Al inicio de los noventa, el país conoció a otras mujeres
valientes, a las más anónimas entre las anónimas. Igual que en la marcha minera
del 86 encabezaban la movilización las nuevas marías, las candelarias, las
magdalenas, las asuntas. Bendecidas desde la salida en las tierras bajas,
subían de pascana a pascana hacia las alturas nevadas. Los peladingos con
alpargatas, la camisa delgada, el pantalón gastado.
Una de ellas, sintió los dolores del parto en uno de los
recodos del sendero y la marcha se detuvo para recibir a la criatura. Anahí
Dignidad abrió los ojos a un mundo que en 20 años continuó burlando los
derechos de sus padres. Aquella vez, en septiembre de 1990, el gobierno atendió
a los marchistas que entraron descalzos a la plaza Murillo, se abrieron las
mesas de diálogo. Un ministro sensible como Mauro Bertero se preocupó personalmente
por el bienestar de la bebé y Monseñor Jesús Juárez la bautizó.

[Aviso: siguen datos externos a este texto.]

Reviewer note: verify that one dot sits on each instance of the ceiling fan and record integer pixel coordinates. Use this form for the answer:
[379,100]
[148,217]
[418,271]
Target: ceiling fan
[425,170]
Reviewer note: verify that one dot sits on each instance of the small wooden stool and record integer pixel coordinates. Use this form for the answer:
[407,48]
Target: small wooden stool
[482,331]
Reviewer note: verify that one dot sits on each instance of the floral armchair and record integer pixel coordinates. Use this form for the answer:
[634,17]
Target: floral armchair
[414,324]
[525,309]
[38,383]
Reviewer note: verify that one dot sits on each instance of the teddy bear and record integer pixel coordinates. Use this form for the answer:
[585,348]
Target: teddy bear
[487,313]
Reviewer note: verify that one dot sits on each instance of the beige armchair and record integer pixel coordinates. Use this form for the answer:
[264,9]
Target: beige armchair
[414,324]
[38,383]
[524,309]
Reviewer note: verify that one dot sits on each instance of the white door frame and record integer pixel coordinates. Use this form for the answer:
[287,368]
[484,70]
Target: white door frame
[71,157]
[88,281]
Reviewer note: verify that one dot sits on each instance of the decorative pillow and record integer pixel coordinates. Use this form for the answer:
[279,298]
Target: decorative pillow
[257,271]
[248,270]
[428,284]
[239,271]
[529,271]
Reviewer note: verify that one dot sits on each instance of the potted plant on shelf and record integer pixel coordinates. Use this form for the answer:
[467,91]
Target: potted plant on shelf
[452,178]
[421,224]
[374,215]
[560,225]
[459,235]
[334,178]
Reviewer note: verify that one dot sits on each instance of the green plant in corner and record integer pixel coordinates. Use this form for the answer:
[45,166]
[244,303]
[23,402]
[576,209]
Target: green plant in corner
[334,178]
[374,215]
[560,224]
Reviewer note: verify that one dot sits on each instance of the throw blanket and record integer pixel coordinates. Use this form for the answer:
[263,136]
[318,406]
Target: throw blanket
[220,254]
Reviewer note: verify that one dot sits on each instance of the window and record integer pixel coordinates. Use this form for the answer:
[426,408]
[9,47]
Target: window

¡Qué diferente en 2011! Las mujeres fueron humilladas desde
el inicio de la caminata. En Chaparina fueron golpeadas, maniatadas, cerrados
sus labios con cintas plásticas, lanzadas a camiones o a buses sin conocer
dónde partían. Los niños quedaron gimiendo, desesperados. ¡Cuánta maldad cabe
en el corazón de Sacha Llorenti!
Fue un hacendado el que, llorando, rescató a los pequeños,
incluso a un bebé de pecho que había sido dado por desaparecido. La solidaridad
de los vecinos ayudó a salvar a las criaturas y la resistencia de la población
de Rurrenabaque a devolverlos a sus madres. ¡Y Denis Racicot fue incapaz de
denunciar aquello a la ONU! Al contrario, alabó que en esa misma fecha se
organizaban las elecciones judiciales. ¡Vergüenza!
Los mismos de entonces se niegan ahora a recibir a las
madres de la última marcha indígena, a atender a las embarazadas, a ayudar a
los niños. Cercan y gasifican a las cocaleras y a las ancianas, a las vecinas
en Villa Fátima. La Defensoría en silencio porque responde al estado azul, no a
los ciudadanos, no a las madres bolivianas.
Entre tanto, hay quien quiere presidir una supuesta fundación “de la verdad” para seguir lucrando con los mártires de las luchas sociales, con apoyo de algún funcionario extranjero pro masista, pisando la memoria de las madres de desaparecidos.